[![AnalyticsDojo](https://github.com/rpi-techfundamentals/spring2019-materials/blob/master/fig/final-logo.png?raw=1)](http://rpi.analyticsdojo.com)
<center><h1>Introduction to R - Tidyverse </h1></center>
<center><h3><a href = 'http://rpi.analyticsdojo.com'>rpi.analyticsdojo.com</a></h3></center>

## Overview

> It is often said that 80% of data analysis is spent on the process of cleaning and preparing the data. (Dasu and Johnson, 2003)

Thus before you can even get to doing any sort of sophisticated analysis or plotting, you'll generally first need to: 

1. ***Manipulating*** data frames, e.g. filtering, summarizing, and conducting calculations across groups.
2. ***Tidying*** data into the appropriate format



# What is the Tidyverse?

## Tidyverse
- "The tidyverse is a set of packages that work in harmony because they share common data representations and API design." -Hadley Wickham
- The variety of packages include `dplyr`, `tibble`, `tidyr`, `readr`, `purrr` (and more).


![](http://r4ds.had.co.nz/diagrams/data-science-explore.png)
- From [R for Data Science](http://r4ds.had.co.nz/explore-intro.html) by [Hadley Wickham](https://github.com/hadley)

## Schools of Thought

There are two competing schools of thought within the R community.

* We should stick to the base R functions to do manipulating and tidying; `tidyverse` uses syntax that's unlike base R and is superfluous.
* We should start teaching students to manipulate data using `tidyverse` tools because they are straightfoward to use, more readable than base R, and speed up the tidying process.

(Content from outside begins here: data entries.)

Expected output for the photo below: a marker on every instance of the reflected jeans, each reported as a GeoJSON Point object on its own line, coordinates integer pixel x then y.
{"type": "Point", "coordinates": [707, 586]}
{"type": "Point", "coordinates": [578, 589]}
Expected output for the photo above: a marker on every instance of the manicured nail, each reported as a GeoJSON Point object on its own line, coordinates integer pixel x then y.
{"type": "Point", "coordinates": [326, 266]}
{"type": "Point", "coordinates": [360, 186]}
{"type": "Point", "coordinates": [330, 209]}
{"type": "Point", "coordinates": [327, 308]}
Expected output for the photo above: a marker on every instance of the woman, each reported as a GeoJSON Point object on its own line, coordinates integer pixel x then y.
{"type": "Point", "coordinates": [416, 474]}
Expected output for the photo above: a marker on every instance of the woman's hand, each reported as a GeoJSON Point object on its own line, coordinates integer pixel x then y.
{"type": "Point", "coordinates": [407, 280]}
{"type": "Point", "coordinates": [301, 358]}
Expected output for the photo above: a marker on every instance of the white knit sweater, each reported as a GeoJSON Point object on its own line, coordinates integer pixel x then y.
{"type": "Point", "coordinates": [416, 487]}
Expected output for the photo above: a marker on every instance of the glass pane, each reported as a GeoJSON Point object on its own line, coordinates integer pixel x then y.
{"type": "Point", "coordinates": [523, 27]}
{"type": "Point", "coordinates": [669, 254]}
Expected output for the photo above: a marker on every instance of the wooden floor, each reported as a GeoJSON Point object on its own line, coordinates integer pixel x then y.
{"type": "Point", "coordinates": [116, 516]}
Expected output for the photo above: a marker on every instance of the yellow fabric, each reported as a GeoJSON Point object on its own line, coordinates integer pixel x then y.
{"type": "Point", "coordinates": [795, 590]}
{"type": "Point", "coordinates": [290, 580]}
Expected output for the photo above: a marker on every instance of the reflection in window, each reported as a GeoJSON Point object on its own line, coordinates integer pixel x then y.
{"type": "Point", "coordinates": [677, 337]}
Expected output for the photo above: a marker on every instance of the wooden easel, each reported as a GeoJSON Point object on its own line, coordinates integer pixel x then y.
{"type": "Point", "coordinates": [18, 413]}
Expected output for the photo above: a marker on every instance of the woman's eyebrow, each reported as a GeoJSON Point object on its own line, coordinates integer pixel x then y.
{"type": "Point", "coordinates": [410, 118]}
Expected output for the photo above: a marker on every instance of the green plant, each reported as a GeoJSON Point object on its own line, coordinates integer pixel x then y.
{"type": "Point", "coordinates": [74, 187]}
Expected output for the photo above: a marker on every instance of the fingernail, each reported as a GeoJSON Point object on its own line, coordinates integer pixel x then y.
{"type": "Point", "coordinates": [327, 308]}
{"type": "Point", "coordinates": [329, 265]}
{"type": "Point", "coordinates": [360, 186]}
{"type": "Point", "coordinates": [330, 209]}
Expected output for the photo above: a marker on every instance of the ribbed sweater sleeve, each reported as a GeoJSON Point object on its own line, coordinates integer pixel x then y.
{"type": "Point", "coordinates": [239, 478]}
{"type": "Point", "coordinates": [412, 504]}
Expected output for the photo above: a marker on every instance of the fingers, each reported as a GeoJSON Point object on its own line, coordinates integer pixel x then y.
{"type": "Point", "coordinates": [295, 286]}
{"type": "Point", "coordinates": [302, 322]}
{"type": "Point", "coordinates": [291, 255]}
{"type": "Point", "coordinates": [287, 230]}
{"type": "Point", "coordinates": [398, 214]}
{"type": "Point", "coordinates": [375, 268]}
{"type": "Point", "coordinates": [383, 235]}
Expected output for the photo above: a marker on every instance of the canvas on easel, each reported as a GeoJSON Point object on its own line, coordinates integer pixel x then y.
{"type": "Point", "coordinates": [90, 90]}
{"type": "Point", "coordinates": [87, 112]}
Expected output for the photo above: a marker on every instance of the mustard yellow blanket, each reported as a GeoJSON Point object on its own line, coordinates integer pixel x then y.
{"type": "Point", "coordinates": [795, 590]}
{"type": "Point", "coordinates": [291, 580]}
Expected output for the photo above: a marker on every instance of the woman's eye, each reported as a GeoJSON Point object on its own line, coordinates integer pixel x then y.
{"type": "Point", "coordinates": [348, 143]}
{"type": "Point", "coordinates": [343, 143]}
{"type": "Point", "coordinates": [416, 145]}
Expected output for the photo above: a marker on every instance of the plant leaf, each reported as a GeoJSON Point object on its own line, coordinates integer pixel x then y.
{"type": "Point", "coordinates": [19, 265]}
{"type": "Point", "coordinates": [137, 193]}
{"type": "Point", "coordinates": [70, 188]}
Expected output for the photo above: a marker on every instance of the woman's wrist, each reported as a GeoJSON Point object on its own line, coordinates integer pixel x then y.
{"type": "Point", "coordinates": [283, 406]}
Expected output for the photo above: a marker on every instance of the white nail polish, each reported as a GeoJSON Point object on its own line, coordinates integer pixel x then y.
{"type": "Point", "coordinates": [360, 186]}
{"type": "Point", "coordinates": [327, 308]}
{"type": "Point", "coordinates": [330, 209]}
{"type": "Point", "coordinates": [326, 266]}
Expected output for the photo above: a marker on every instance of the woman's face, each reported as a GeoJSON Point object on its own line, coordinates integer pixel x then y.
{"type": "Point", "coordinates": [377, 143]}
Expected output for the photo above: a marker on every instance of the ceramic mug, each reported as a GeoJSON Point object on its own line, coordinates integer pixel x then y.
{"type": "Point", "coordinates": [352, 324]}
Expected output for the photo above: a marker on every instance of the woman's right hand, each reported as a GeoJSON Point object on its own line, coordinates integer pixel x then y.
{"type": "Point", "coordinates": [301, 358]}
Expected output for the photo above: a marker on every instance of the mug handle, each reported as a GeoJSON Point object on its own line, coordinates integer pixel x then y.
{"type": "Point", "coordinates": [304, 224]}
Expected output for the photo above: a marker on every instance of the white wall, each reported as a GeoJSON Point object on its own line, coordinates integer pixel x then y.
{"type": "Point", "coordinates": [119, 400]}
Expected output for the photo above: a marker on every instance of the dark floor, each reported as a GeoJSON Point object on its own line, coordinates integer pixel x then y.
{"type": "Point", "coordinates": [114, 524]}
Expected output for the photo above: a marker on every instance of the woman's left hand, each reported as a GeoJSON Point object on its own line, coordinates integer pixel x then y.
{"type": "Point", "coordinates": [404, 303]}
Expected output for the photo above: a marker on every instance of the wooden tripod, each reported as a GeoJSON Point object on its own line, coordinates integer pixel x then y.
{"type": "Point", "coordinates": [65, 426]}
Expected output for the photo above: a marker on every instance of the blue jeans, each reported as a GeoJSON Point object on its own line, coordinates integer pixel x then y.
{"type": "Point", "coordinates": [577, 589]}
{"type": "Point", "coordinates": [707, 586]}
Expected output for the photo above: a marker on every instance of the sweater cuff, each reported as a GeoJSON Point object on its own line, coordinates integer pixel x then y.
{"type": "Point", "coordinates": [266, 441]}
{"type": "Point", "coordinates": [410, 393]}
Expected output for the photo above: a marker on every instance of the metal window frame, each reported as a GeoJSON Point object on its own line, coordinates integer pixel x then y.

We'll show you some of the `tidyverse` tools so you can make an informed decision about whether you want to use base R or these newfangled packages.

## Dataframe Manipulation using Base R Functions

- So far, you’ve seen the basics of manipulating data frames, e.g. subsetting, merging, and basic calculations. 
- For instance, we can use base R functions to calculate summary statistics across groups of observations,
- e.g. the mean GDP per capita within each region:


In [43]:
gapminder <- read.csv("../../input/gapminder-FiveYearData.csv",
          stringsAsFactors = TRUE)
head(gapminder)

country,year,pop,continent,lifeExp,gdpPercap
Afghanistan,1952,8425333,Asia,28.801,779.4453
Afghanistan,1957,9240934,Asia,30.332,820.853
Afghanistan,1962,10267083,Asia,31.997,853.1007
Afghanistan,1967,11537966,Asia,34.02,836.1971
Afghanistan,1972,13079460,Asia,36.088,739.9811
Afghanistan,1977,14880372,Asia,38.438,786.1134


## But this isn't ideal because it involves a fair bit of repetition. Repeating yourself will cost you time, both now and later, and potentially introduce some nasty bugs.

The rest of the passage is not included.